Your second point actually implies that all the events we see around us are caused by processes that constantly changing in entirely unpredictable ways. In my opinion, this is support for our point of view – if Hume is right, we can’t make good predictions because we have no understanding of how the world works. Put simply, if the past tells us nothing about the future then there is no way to understand the world because the only way we understand the world is through human experience – by definition, the past telling us about the future. Understanding relies on the past telling us about the future.
And let’s face it – in a bunch of cases we know with certainty that the past tells us about the future. Hydroelectric dams work because gravity affects water the same now as it did in the past. But the key is – if the past doesn’t tell us about the future there is no way to understand how the world works and our inability to make good predictions will arise from this lack of understanding.

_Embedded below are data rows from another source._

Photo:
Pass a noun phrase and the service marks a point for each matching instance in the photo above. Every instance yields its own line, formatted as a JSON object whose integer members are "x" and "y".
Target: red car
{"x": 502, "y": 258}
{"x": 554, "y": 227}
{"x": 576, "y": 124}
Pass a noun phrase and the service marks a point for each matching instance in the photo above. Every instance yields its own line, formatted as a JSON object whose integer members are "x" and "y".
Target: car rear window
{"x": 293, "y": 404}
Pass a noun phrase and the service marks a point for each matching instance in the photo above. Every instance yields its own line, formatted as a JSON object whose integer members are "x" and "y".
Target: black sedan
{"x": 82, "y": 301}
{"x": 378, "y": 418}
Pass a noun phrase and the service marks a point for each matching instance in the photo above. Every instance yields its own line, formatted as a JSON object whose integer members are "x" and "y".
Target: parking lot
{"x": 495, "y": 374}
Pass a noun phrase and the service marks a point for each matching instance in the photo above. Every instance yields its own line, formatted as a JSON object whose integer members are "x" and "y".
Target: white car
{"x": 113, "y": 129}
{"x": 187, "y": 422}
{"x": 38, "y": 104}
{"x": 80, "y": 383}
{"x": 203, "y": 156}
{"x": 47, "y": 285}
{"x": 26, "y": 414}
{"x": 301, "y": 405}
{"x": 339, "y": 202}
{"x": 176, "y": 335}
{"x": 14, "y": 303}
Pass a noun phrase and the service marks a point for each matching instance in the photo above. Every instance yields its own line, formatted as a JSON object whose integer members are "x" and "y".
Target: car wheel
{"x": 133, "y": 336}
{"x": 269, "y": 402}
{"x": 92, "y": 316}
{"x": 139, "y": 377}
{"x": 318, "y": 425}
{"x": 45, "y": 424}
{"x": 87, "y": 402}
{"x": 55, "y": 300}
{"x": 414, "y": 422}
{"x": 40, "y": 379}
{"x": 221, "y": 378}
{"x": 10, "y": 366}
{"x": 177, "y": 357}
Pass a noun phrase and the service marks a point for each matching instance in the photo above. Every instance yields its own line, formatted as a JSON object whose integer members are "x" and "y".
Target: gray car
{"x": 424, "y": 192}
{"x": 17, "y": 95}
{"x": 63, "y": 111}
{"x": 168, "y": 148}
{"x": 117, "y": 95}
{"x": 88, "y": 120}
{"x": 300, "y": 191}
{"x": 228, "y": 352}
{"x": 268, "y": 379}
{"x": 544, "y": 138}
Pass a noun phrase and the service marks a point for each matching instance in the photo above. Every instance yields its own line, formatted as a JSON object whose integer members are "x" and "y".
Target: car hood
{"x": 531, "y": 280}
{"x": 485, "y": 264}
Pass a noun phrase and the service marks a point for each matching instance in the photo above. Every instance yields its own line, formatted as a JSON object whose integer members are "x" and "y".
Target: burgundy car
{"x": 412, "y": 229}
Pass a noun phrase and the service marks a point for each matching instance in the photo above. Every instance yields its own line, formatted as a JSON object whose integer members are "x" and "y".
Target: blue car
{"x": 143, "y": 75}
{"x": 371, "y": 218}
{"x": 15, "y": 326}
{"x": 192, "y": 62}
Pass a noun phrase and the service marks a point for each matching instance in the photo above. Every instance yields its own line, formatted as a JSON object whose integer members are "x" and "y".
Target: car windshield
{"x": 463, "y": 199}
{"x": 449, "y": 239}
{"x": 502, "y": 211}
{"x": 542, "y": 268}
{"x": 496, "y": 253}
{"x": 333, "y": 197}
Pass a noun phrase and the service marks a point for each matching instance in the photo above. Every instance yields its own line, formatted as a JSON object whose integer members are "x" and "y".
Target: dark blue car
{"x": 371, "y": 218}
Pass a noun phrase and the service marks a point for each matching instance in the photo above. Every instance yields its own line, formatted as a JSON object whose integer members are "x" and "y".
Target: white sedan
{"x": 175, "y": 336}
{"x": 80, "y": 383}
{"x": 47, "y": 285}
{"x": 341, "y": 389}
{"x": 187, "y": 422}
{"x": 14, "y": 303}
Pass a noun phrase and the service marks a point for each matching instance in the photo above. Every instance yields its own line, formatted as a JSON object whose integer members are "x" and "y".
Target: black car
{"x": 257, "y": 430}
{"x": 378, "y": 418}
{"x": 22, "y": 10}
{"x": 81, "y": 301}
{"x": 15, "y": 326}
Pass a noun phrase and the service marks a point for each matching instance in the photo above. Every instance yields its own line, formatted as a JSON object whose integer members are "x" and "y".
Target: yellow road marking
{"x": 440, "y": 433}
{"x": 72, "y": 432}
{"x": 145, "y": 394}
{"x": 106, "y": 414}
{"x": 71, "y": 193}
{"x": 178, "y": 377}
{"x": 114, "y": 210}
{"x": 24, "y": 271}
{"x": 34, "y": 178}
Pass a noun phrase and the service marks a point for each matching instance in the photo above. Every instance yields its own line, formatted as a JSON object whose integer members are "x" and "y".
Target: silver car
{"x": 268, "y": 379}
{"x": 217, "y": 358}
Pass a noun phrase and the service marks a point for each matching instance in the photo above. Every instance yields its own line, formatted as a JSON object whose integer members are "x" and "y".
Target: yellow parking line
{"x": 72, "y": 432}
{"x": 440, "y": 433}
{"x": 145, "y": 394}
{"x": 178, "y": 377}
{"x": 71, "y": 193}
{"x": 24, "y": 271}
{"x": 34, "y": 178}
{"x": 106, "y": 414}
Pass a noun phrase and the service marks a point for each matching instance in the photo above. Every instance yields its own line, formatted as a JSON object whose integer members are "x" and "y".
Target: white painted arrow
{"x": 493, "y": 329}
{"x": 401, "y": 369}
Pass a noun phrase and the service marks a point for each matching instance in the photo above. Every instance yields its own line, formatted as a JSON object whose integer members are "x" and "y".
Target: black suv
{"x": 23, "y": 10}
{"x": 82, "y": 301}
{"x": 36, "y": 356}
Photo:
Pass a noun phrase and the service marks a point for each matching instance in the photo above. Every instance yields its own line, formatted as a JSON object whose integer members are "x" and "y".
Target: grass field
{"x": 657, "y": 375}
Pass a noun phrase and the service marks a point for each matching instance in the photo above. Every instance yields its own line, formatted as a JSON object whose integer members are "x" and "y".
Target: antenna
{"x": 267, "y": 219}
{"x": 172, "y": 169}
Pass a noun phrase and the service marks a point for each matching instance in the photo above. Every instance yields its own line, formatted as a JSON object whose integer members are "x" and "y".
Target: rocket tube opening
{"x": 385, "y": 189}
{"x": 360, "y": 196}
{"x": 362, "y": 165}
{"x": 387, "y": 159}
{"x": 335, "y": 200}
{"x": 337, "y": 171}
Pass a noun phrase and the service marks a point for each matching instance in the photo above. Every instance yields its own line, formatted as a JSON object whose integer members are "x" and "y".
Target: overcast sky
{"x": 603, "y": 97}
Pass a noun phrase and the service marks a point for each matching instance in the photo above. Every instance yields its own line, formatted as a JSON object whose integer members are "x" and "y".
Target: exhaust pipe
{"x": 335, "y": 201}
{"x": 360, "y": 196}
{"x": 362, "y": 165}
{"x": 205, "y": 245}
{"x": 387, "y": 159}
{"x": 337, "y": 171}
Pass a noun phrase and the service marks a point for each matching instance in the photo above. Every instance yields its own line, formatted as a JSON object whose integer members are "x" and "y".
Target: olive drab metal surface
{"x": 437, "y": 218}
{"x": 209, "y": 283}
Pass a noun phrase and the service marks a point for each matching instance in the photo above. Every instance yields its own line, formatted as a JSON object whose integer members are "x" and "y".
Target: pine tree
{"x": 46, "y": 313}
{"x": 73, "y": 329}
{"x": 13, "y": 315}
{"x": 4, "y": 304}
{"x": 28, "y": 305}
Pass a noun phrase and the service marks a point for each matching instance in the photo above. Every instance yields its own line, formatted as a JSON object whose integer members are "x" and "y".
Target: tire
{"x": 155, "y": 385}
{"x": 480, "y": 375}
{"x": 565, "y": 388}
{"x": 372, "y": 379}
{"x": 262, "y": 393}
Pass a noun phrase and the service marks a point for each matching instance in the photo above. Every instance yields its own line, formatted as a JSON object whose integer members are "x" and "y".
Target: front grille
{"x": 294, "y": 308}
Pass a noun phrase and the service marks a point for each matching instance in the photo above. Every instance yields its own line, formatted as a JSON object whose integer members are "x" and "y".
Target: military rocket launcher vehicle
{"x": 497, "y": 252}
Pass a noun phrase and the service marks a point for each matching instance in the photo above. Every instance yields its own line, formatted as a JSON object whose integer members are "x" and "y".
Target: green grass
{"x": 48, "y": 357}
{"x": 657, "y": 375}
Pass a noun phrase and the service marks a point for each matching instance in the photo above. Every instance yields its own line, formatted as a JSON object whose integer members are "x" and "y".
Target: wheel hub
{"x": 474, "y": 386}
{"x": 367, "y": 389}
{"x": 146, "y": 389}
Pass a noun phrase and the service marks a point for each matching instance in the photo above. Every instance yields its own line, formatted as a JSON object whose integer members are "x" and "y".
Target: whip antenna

The issue of stochasticity is both a philosophical concern and a practical one but neither, in my opinion, detracts from the central point that prediction is the only way to demonstrate understanding. First, there are lots of smart people who don’t believe that true stochasticity exists – that what ecologists call stochasticity is simply the sum of all the things we don’t understand. The only empirical evidence for ‘true stochasticity” that I’ve seen is Heisenberg’s principle and I don’t think anybody’s provided evidence that quantum-level stochasticity results in true stochasticty at the organismal or population-level. In your example about the Daphnia, you may simply be describing a highly complex system. But not necessarily a truly stochastic one. True stochasticity, to me, implies that two systems that begin at exactly the same point and experience the exact same conditions for their entire existence can end up in different places. And we can’t make good predictions because we don’t understand it very well. It may be that it is impossible to ever understand it very well because it is so complex. But that doesn’t take away from the central point – we can’t make good predictions because we don’t understand it.

But let’s imagine that there is true stochasticity…that doesn’t take away from the central point – it simply implies that perfect predictions will be impossible. It will set a ceiling on predictive ability. But, it doesn’t change the fact that the only way to demonstrate understanding is with prediction. And the only way to measure understanding is with predictive ability.

So, I’m still convinced our assertion is true – but, it’s been fun having to think hard about it.

Best, Jeff H

Geoff Legault said...

Yes, fun to talk and think about. Appreciate your thoughtful response!